Yes it is!  Thank you.  It would be better to open a bug report ;-).

>> Here's the traceback::
>>
>> File "/home/sidnei/src/zope/28five/lib/python/ZEO/ClientStorage.py", line
314, in __init__
>>   self._cache.open()
>> File "/home/sidnei/src/zope/28five/lib/python/ZEO/cache.py", line 112, in
open
>>    self.fc.scan(self.install) File
>> "/home/sidnei/src/zope/28five/lib/python/ZEO/cache.py", line 835, in scan
>>    install(self.f, ent) File
>> "/home/sidnei/src/zope/28five/lib/python/ZEO/cache.py", line 121, in
install
>>   o = Object.fromFile(f, ent.key, skip_data=True)
>> File "/home/sidnei/src/zope/28five/lib/python/ZEO/cache.py", line 630, in
fromFile
>>   raise ValueError("corrupted record, oid")
>> ValueError: corrupted record, oid
>>
>> I have a copy of the zeo cache file if anyone is interested.

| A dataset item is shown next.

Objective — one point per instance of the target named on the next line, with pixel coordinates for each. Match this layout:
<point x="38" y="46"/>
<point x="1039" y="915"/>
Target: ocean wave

Attaching a compressed copy to the bug report would be best (if it's too big
for that, or it's proprietary, let me know how to get it and I'll put it on
an internal ZC machine).  Can't tell in advance whether that will reveal
something useful, though (see below).

>> What is bad about this problem is that it prevented Zope from starting
>> and there is no obvious clue that removing the persistent zeo cache
>> would cure it, though that's what anyone that has a clue about what he's
>> doing would do *wink*.

[Jim Fulton]
> It sounds like there should be logic in that code to abandon the cache if
> a problem is found, much as we abandon file-storage index files if
> anything seems suspicious.

That's an excellent idea, and should be doable with finite effort.

> It seems as though persistent caches haven't been a very sucessful
> feature. Perhaps we should abandon them.

They do seem to be implicated in more than their share of problems, both
before and after MVCC.

The post-MVCC ZEO persistent cache _intends_ to call flush() after each file
change.  If it's missing one of those, and depending on what "forced
shutdown" means exactly, that could be a systematic cause for corruption.
It doesn't call fsync() unless it's explicitly closed cleanly, but it's
unclear what good fsync() actually does across platforms when flush() is
called routinely and the power stays on.

Those were intended to be reliability improvements over the pre-MVCC file
cache (which never called flush() or fsync()).

"kill -9" can do damage regardless, though.

Alas, if the cause is one of those, it's doubtful that analyzing the
corrupted file could prove it.

It's generally true that our file formats aren't designed to detect
corruption (e.g., we don't include checksums of any sort), so it's not clear
how well we can detect corruption either.  The only post-MVCC ZEO file cache
gimmick in this direction is storing 8 redundant bytes per record (the oid
for the record is stored near the start of the record, and again at the
end).  That's a lot better than nothing, and a mismatch in these redundant
oids is precisely what caused Sidnei's traceback.

The only other kinds of corruption routinely detected are weak checks:  we
hit EOF when trying to read a record's version, or when trying to read a
record's pickle.

There is one other strategy, but it only kicks in if you're not running
Python with -O (but should probably be run unconditionally at startup, and
changed to stop using "assert" statements):

        if __debug__:
            self._verify_filemap()

That checks that the info read from the cache file is mutually consistent in
various ways; Sidnei's run didn't get that far.